Not with a VMC or CMC. Both certificates require CA validation — VMC requires verified trademark ownership, CMC requires verified logo usage history and domain control. A phishing actor spoofing your brand from a fake domain cannot obtain a certificate that displays your trademarked logo. Without a valid certificate, Gmail and Apple Mail will not render any BIMI logo. Self-asserted BIMI (which Yahoo accepts) provides weaker protections, which is why Yahoo Mail carries less security value from BIMI than Gmail or Apple Mail.
How long does the VMC process take from start to finish?
If you already have a registered trademark: 2 to 6 weeks. Most of this time is the CA’s validation and issuance process (5 to 15 business days for the major CAs), plus the time needed to convert your logo to SVG Tiny PS format and configure DMARC enforcement. If you need to register a trademark first, add 3 to 12 months for the trademark process.
Does VMC affect email deliverability?
Indirectly, yes — but through DMARC rather than through the certificate itself. DMARC enforcement at p=reject stops unauthorized emails from being delivered (which is the point), and authenticated emails from your domain benefit from improved reputation signals with receiving mail servers. The VMC and BIMI layers sit above deliverability and affect recipient engagement rather than delivery rates directly.
What happens when my VMC expires?
Your logo stops appearing in BIMI-supporting inboxes when the VMC expires. The maximum validity is 397 days, so annual renewal is required. Most CAs send renewal alerts 30 to 60 days before expiry. Unlike web SSL certificates, an expired VMC does not cause a visible error for recipients — the logo simply disappears from the inbox avatar. Renew 30 days early to avoid any display gap.
Can I use one VMC for multiple sending domains?
No. Each VMC covers exactly one sending domain. If you send from multiple domains (yourcompany.com, yourcompany.co.uk, marketing.yourcompany.com), each sending domain that needs BIMI logo display requires its own VMC. Some CAs offer pricing incentives for multiple-domain VMC purchases. Consider which domains carry the most customer-facing email volume and prioritize those first.

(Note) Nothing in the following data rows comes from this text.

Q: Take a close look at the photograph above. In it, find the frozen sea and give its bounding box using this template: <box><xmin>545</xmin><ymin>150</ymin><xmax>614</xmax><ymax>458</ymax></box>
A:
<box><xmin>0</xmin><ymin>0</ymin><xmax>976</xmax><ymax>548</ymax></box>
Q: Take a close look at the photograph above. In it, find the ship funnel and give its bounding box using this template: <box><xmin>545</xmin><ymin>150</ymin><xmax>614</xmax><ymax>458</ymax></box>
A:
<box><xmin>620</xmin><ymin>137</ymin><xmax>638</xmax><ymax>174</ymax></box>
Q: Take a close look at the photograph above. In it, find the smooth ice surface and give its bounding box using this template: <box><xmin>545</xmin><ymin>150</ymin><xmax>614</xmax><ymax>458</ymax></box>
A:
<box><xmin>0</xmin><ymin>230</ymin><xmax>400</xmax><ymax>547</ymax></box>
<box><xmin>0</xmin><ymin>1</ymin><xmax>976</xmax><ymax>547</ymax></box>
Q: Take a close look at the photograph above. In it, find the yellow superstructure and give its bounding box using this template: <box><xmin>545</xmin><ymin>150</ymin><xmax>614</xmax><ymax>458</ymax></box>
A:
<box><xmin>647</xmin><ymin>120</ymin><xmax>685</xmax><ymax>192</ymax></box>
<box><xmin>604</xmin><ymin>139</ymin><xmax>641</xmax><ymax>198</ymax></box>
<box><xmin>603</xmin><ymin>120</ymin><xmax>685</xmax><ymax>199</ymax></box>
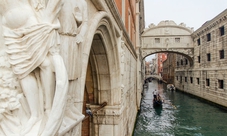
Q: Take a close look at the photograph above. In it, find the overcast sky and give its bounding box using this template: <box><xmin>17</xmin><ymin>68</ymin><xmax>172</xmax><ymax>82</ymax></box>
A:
<box><xmin>144</xmin><ymin>0</ymin><xmax>227</xmax><ymax>60</ymax></box>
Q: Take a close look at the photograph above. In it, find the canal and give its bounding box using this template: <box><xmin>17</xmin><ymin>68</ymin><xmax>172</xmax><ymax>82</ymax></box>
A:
<box><xmin>133</xmin><ymin>80</ymin><xmax>227</xmax><ymax>136</ymax></box>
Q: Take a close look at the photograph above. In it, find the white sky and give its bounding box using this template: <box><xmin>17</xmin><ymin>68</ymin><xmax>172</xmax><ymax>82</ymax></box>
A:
<box><xmin>144</xmin><ymin>0</ymin><xmax>227</xmax><ymax>60</ymax></box>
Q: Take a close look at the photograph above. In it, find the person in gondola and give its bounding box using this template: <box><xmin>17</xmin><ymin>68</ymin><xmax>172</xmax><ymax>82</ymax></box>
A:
<box><xmin>153</xmin><ymin>89</ymin><xmax>158</xmax><ymax>100</ymax></box>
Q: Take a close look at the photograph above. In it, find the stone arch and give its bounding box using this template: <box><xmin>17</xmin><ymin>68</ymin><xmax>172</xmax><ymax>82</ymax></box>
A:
<box><xmin>143</xmin><ymin>51</ymin><xmax>194</xmax><ymax>66</ymax></box>
<box><xmin>82</xmin><ymin>11</ymin><xmax>120</xmax><ymax>105</ymax></box>
<box><xmin>141</xmin><ymin>20</ymin><xmax>194</xmax><ymax>66</ymax></box>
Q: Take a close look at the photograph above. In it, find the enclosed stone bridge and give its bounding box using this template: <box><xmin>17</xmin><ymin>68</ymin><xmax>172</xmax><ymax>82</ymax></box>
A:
<box><xmin>141</xmin><ymin>20</ymin><xmax>194</xmax><ymax>66</ymax></box>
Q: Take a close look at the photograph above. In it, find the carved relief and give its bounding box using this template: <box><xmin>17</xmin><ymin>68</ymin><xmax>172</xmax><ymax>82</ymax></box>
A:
<box><xmin>0</xmin><ymin>0</ymin><xmax>87</xmax><ymax>136</ymax></box>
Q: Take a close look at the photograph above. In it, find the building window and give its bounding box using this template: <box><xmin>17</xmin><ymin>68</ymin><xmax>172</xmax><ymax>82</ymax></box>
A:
<box><xmin>219</xmin><ymin>26</ymin><xmax>225</xmax><ymax>36</ymax></box>
<box><xmin>198</xmin><ymin>56</ymin><xmax>200</xmax><ymax>63</ymax></box>
<box><xmin>185</xmin><ymin>59</ymin><xmax>188</xmax><ymax>65</ymax></box>
<box><xmin>207</xmin><ymin>33</ymin><xmax>211</xmax><ymax>42</ymax></box>
<box><xmin>207</xmin><ymin>53</ymin><xmax>210</xmax><ymax>61</ymax></box>
<box><xmin>190</xmin><ymin>77</ymin><xmax>193</xmax><ymax>83</ymax></box>
<box><xmin>219</xmin><ymin>50</ymin><xmax>225</xmax><ymax>59</ymax></box>
<box><xmin>206</xmin><ymin>79</ymin><xmax>210</xmax><ymax>86</ymax></box>
<box><xmin>197</xmin><ymin>38</ymin><xmax>200</xmax><ymax>45</ymax></box>
<box><xmin>154</xmin><ymin>38</ymin><xmax>160</xmax><ymax>43</ymax></box>
<box><xmin>175</xmin><ymin>38</ymin><xmax>180</xmax><ymax>43</ymax></box>
<box><xmin>196</xmin><ymin>78</ymin><xmax>199</xmax><ymax>85</ymax></box>
<box><xmin>218</xmin><ymin>80</ymin><xmax>224</xmax><ymax>89</ymax></box>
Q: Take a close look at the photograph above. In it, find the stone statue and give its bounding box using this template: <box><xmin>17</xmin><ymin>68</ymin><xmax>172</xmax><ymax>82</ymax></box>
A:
<box><xmin>0</xmin><ymin>0</ymin><xmax>68</xmax><ymax>136</ymax></box>
<box><xmin>56</xmin><ymin>0</ymin><xmax>88</xmax><ymax>135</ymax></box>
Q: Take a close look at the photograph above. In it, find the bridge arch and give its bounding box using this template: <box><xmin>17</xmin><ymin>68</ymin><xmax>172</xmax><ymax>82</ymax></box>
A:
<box><xmin>141</xmin><ymin>20</ymin><xmax>194</xmax><ymax>66</ymax></box>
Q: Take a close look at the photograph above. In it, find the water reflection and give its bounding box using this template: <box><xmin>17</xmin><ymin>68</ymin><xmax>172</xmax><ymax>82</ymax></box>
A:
<box><xmin>134</xmin><ymin>81</ymin><xmax>227</xmax><ymax>136</ymax></box>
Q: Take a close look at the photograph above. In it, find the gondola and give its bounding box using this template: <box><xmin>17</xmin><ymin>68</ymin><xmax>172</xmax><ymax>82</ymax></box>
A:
<box><xmin>153</xmin><ymin>95</ymin><xmax>163</xmax><ymax>108</ymax></box>
<box><xmin>167</xmin><ymin>84</ymin><xmax>176</xmax><ymax>91</ymax></box>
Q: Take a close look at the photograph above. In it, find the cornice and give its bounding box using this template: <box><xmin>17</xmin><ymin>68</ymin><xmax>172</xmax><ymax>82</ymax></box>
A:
<box><xmin>192</xmin><ymin>9</ymin><xmax>227</xmax><ymax>38</ymax></box>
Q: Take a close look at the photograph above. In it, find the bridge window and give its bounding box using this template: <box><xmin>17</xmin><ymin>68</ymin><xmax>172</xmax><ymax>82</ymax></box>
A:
<box><xmin>198</xmin><ymin>56</ymin><xmax>200</xmax><ymax>63</ymax></box>
<box><xmin>197</xmin><ymin>38</ymin><xmax>200</xmax><ymax>45</ymax></box>
<box><xmin>196</xmin><ymin>78</ymin><xmax>199</xmax><ymax>85</ymax></box>
<box><xmin>219</xmin><ymin>50</ymin><xmax>225</xmax><ymax>59</ymax></box>
<box><xmin>219</xmin><ymin>26</ymin><xmax>225</xmax><ymax>36</ymax></box>
<box><xmin>190</xmin><ymin>77</ymin><xmax>193</xmax><ymax>83</ymax></box>
<box><xmin>175</xmin><ymin>38</ymin><xmax>180</xmax><ymax>43</ymax></box>
<box><xmin>206</xmin><ymin>79</ymin><xmax>210</xmax><ymax>86</ymax></box>
<box><xmin>207</xmin><ymin>53</ymin><xmax>210</xmax><ymax>61</ymax></box>
<box><xmin>154</xmin><ymin>38</ymin><xmax>160</xmax><ymax>43</ymax></box>
<box><xmin>207</xmin><ymin>33</ymin><xmax>211</xmax><ymax>42</ymax></box>
<box><xmin>218</xmin><ymin>80</ymin><xmax>224</xmax><ymax>89</ymax></box>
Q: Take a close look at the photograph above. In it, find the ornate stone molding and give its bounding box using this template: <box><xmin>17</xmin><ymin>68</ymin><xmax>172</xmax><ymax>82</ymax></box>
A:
<box><xmin>192</xmin><ymin>9</ymin><xmax>227</xmax><ymax>38</ymax></box>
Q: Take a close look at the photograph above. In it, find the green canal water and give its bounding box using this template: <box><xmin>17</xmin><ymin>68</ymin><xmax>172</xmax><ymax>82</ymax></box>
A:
<box><xmin>133</xmin><ymin>80</ymin><xmax>227</xmax><ymax>136</ymax></box>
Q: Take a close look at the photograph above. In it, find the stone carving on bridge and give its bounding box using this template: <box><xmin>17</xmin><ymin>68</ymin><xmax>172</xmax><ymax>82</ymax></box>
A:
<box><xmin>0</xmin><ymin>0</ymin><xmax>87</xmax><ymax>136</ymax></box>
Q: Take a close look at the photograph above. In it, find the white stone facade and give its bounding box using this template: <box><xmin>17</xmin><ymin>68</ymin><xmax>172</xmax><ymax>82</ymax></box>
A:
<box><xmin>175</xmin><ymin>10</ymin><xmax>227</xmax><ymax>107</ymax></box>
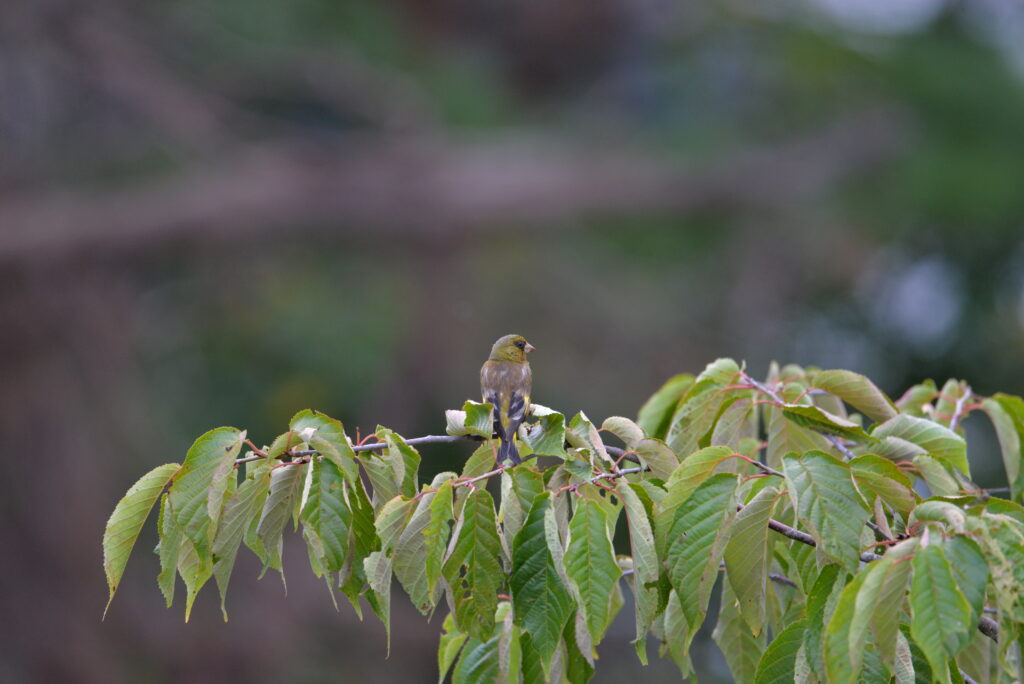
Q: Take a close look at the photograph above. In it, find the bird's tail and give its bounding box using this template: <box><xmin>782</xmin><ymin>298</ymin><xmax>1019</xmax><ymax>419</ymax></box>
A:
<box><xmin>498</xmin><ymin>433</ymin><xmax>520</xmax><ymax>466</ymax></box>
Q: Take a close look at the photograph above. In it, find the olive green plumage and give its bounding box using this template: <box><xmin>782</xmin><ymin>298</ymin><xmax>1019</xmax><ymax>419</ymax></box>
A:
<box><xmin>480</xmin><ymin>335</ymin><xmax>534</xmax><ymax>465</ymax></box>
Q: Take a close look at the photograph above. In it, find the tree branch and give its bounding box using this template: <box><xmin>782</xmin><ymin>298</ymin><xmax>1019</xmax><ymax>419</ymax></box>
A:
<box><xmin>0</xmin><ymin>110</ymin><xmax>904</xmax><ymax>260</ymax></box>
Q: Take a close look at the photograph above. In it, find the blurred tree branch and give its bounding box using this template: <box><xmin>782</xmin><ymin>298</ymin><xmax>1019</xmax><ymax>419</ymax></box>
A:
<box><xmin>0</xmin><ymin>109</ymin><xmax>906</xmax><ymax>259</ymax></box>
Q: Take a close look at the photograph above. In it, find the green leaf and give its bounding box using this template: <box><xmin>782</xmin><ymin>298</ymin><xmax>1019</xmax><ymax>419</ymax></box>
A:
<box><xmin>564</xmin><ymin>499</ymin><xmax>622</xmax><ymax>645</ymax></box>
<box><xmin>655</xmin><ymin>358</ymin><xmax>744</xmax><ymax>456</ymax></box>
<box><xmin>981</xmin><ymin>393</ymin><xmax>1024</xmax><ymax>502</ymax></box>
<box><xmin>442</xmin><ymin>489</ymin><xmax>503</xmax><ymax>641</ymax></box>
<box><xmin>393</xmin><ymin>473</ymin><xmax>455</xmax><ymax>614</ymax></box>
<box><xmin>103</xmin><ymin>463</ymin><xmax>180</xmax><ymax>616</ymax></box>
<box><xmin>663</xmin><ymin>446</ymin><xmax>732</xmax><ymax>516</ymax></box>
<box><xmin>437</xmin><ymin>613</ymin><xmax>469</xmax><ymax>684</ymax></box>
<box><xmin>765</xmin><ymin>396</ymin><xmax>829</xmax><ymax>468</ymax></box>
<box><xmin>825</xmin><ymin>540</ymin><xmax>916</xmax><ymax>682</ymax></box>
<box><xmin>289</xmin><ymin>409</ymin><xmax>359</xmax><ymax>483</ymax></box>
<box><xmin>637</xmin><ymin>373</ymin><xmax>695</xmax><ymax>439</ymax></box>
<box><xmin>178</xmin><ymin>535</ymin><xmax>213</xmax><ymax>623</ymax></box>
<box><xmin>795</xmin><ymin>561</ymin><xmax>849</xmax><ymax>679</ymax></box>
<box><xmin>724</xmin><ymin>486</ymin><xmax>779</xmax><ymax>636</ymax></box>
<box><xmin>896</xmin><ymin>380</ymin><xmax>939</xmax><ymax>418</ymax></box>
<box><xmin>374</xmin><ymin>496</ymin><xmax>414</xmax><ymax>555</ymax></box>
<box><xmin>362</xmin><ymin>551</ymin><xmax>392</xmax><ymax>653</ymax></box>
<box><xmin>910</xmin><ymin>543</ymin><xmax>975</xmax><ymax>673</ymax></box>
<box><xmin>662</xmin><ymin>589</ymin><xmax>696</xmax><ymax>678</ymax></box>
<box><xmin>850</xmin><ymin>454</ymin><xmax>918</xmax><ymax>519</ymax></box>
<box><xmin>423</xmin><ymin>473</ymin><xmax>455</xmax><ymax>597</ymax></box>
<box><xmin>633</xmin><ymin>437</ymin><xmax>679</xmax><ymax>480</ymax></box>
<box><xmin>444</xmin><ymin>400</ymin><xmax>495</xmax><ymax>439</ymax></box>
<box><xmin>782</xmin><ymin>452</ymin><xmax>869</xmax><ymax>572</ymax></box>
<box><xmin>754</xmin><ymin>619</ymin><xmax>807</xmax><ymax>684</ymax></box>
<box><xmin>499</xmin><ymin>468</ymin><xmax>544</xmax><ymax>540</ymax></box>
<box><xmin>213</xmin><ymin>465</ymin><xmax>270</xmax><ymax>622</ymax></box>
<box><xmin>158</xmin><ymin>494</ymin><xmax>181</xmax><ymax>608</ymax></box>
<box><xmin>565</xmin><ymin>411</ymin><xmax>611</xmax><ymax>464</ymax></box>
<box><xmin>601</xmin><ymin>416</ymin><xmax>644</xmax><ymax>448</ymax></box>
<box><xmin>937</xmin><ymin>535</ymin><xmax>988</xmax><ymax>625</ymax></box>
<box><xmin>300</xmin><ymin>458</ymin><xmax>352</xmax><ymax>572</ymax></box>
<box><xmin>509</xmin><ymin>491</ymin><xmax>573</xmax><ymax>674</ymax></box>
<box><xmin>782</xmin><ymin>403</ymin><xmax>870</xmax><ymax>441</ymax></box>
<box><xmin>377</xmin><ymin>428</ymin><xmax>420</xmax><ymax>498</ymax></box>
<box><xmin>520</xmin><ymin>403</ymin><xmax>565</xmax><ymax>463</ymax></box>
<box><xmin>663</xmin><ymin>473</ymin><xmax>736</xmax><ymax>650</ymax></box>
<box><xmin>811</xmin><ymin>371</ymin><xmax>898</xmax><ymax>423</ymax></box>
<box><xmin>871</xmin><ymin>415</ymin><xmax>971</xmax><ymax>475</ymax></box>
<box><xmin>170</xmin><ymin>427</ymin><xmax>246</xmax><ymax>558</ymax></box>
<box><xmin>253</xmin><ymin>464</ymin><xmax>307</xmax><ymax>571</ymax></box>
<box><xmin>615</xmin><ymin>480</ymin><xmax>660</xmax><ymax>660</ymax></box>
<box><xmin>712</xmin><ymin>582</ymin><xmax>767</xmax><ymax>684</ymax></box>
<box><xmin>710</xmin><ymin>393</ymin><xmax>759</xmax><ymax>451</ymax></box>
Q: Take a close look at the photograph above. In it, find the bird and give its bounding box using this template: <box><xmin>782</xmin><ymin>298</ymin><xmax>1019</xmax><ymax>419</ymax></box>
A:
<box><xmin>480</xmin><ymin>335</ymin><xmax>535</xmax><ymax>465</ymax></box>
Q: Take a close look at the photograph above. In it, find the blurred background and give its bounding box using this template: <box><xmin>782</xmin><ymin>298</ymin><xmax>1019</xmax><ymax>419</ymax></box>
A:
<box><xmin>0</xmin><ymin>0</ymin><xmax>1024</xmax><ymax>683</ymax></box>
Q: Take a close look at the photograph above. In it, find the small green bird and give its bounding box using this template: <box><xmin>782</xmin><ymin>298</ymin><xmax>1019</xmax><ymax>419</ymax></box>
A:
<box><xmin>480</xmin><ymin>335</ymin><xmax>534</xmax><ymax>465</ymax></box>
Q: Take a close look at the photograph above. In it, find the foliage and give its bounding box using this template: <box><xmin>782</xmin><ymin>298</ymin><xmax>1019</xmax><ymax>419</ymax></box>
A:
<box><xmin>103</xmin><ymin>359</ymin><xmax>1024</xmax><ymax>682</ymax></box>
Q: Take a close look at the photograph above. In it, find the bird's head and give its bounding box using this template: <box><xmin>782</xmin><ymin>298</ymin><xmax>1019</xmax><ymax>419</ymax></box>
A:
<box><xmin>490</xmin><ymin>335</ymin><xmax>534</xmax><ymax>364</ymax></box>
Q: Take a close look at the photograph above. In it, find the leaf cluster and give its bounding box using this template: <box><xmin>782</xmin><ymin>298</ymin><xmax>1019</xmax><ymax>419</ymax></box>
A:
<box><xmin>103</xmin><ymin>366</ymin><xmax>1024</xmax><ymax>682</ymax></box>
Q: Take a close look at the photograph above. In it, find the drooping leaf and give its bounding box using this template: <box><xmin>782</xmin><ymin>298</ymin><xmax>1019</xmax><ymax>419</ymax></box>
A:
<box><xmin>637</xmin><ymin>373</ymin><xmax>694</xmax><ymax>439</ymax></box>
<box><xmin>712</xmin><ymin>582</ymin><xmax>767</xmax><ymax>684</ymax></box>
<box><xmin>782</xmin><ymin>452</ymin><xmax>870</xmax><ymax>572</ymax></box>
<box><xmin>754</xmin><ymin>619</ymin><xmax>807</xmax><ymax>684</ymax></box>
<box><xmin>824</xmin><ymin>540</ymin><xmax>916</xmax><ymax>682</ymax></box>
<box><xmin>178</xmin><ymin>533</ymin><xmax>213</xmax><ymax>623</ymax></box>
<box><xmin>663</xmin><ymin>473</ymin><xmax>736</xmax><ymax>650</ymax></box>
<box><xmin>103</xmin><ymin>463</ymin><xmax>180</xmax><ymax>615</ymax></box>
<box><xmin>300</xmin><ymin>458</ymin><xmax>352</xmax><ymax>572</ymax></box>
<box><xmin>937</xmin><ymin>535</ymin><xmax>988</xmax><ymax>625</ymax></box>
<box><xmin>509</xmin><ymin>491</ymin><xmax>573</xmax><ymax>673</ymax></box>
<box><xmin>442</xmin><ymin>489</ymin><xmax>503</xmax><ymax>641</ymax></box>
<box><xmin>850</xmin><ymin>454</ymin><xmax>918</xmax><ymax>519</ymax></box>
<box><xmin>156</xmin><ymin>494</ymin><xmax>181</xmax><ymax>608</ymax></box>
<box><xmin>896</xmin><ymin>380</ymin><xmax>939</xmax><ymax>418</ymax></box>
<box><xmin>213</xmin><ymin>465</ymin><xmax>270</xmax><ymax>621</ymax></box>
<box><xmin>444</xmin><ymin>400</ymin><xmax>495</xmax><ymax>439</ymax></box>
<box><xmin>797</xmin><ymin>561</ymin><xmax>849</xmax><ymax>679</ymax></box>
<box><xmin>811</xmin><ymin>371</ymin><xmax>897</xmax><ymax>423</ymax></box>
<box><xmin>615</xmin><ymin>481</ymin><xmax>659</xmax><ymax>665</ymax></box>
<box><xmin>665</xmin><ymin>358</ymin><xmax>745</xmax><ymax>457</ymax></box>
<box><xmin>564</xmin><ymin>499</ymin><xmax>622</xmax><ymax>645</ymax></box>
<box><xmin>871</xmin><ymin>414</ymin><xmax>971</xmax><ymax>475</ymax></box>
<box><xmin>633</xmin><ymin>437</ymin><xmax>679</xmax><ymax>480</ymax></box>
<box><xmin>724</xmin><ymin>486</ymin><xmax>779</xmax><ymax>636</ymax></box>
<box><xmin>437</xmin><ymin>613</ymin><xmax>469</xmax><ymax>684</ymax></box>
<box><xmin>910</xmin><ymin>544</ymin><xmax>975</xmax><ymax>673</ymax></box>
<box><xmin>523</xmin><ymin>403</ymin><xmax>565</xmax><ymax>459</ymax></box>
<box><xmin>981</xmin><ymin>393</ymin><xmax>1024</xmax><ymax>502</ymax></box>
<box><xmin>289</xmin><ymin>409</ymin><xmax>359</xmax><ymax>483</ymax></box>
<box><xmin>377</xmin><ymin>428</ymin><xmax>420</xmax><ymax>498</ymax></box>
<box><xmin>423</xmin><ymin>473</ymin><xmax>455</xmax><ymax>597</ymax></box>
<box><xmin>393</xmin><ymin>473</ymin><xmax>455</xmax><ymax>614</ymax></box>
<box><xmin>709</xmin><ymin>395</ymin><xmax>759</xmax><ymax>451</ymax></box>
<box><xmin>254</xmin><ymin>464</ymin><xmax>307</xmax><ymax>571</ymax></box>
<box><xmin>565</xmin><ymin>411</ymin><xmax>612</xmax><ymax>464</ymax></box>
<box><xmin>782</xmin><ymin>403</ymin><xmax>870</xmax><ymax>441</ymax></box>
<box><xmin>362</xmin><ymin>551</ymin><xmax>393</xmax><ymax>653</ymax></box>
<box><xmin>765</xmin><ymin>391</ymin><xmax>829</xmax><ymax>468</ymax></box>
<box><xmin>170</xmin><ymin>427</ymin><xmax>245</xmax><ymax>558</ymax></box>
<box><xmin>601</xmin><ymin>416</ymin><xmax>644</xmax><ymax>448</ymax></box>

What is the BIMI adoption rate and does it matter for my decision?
BIMI adoption grew 53% between September 2023 and September 2024, reaching 22,631 of the top 10 million domains. The current adoption rate means early movers in most industries still stand out visually in inboxes — competitors are unlikely to have VMC-backed logos yet. As adoption grows, having a verified logo will shift from a differentiator to a baseline expectation.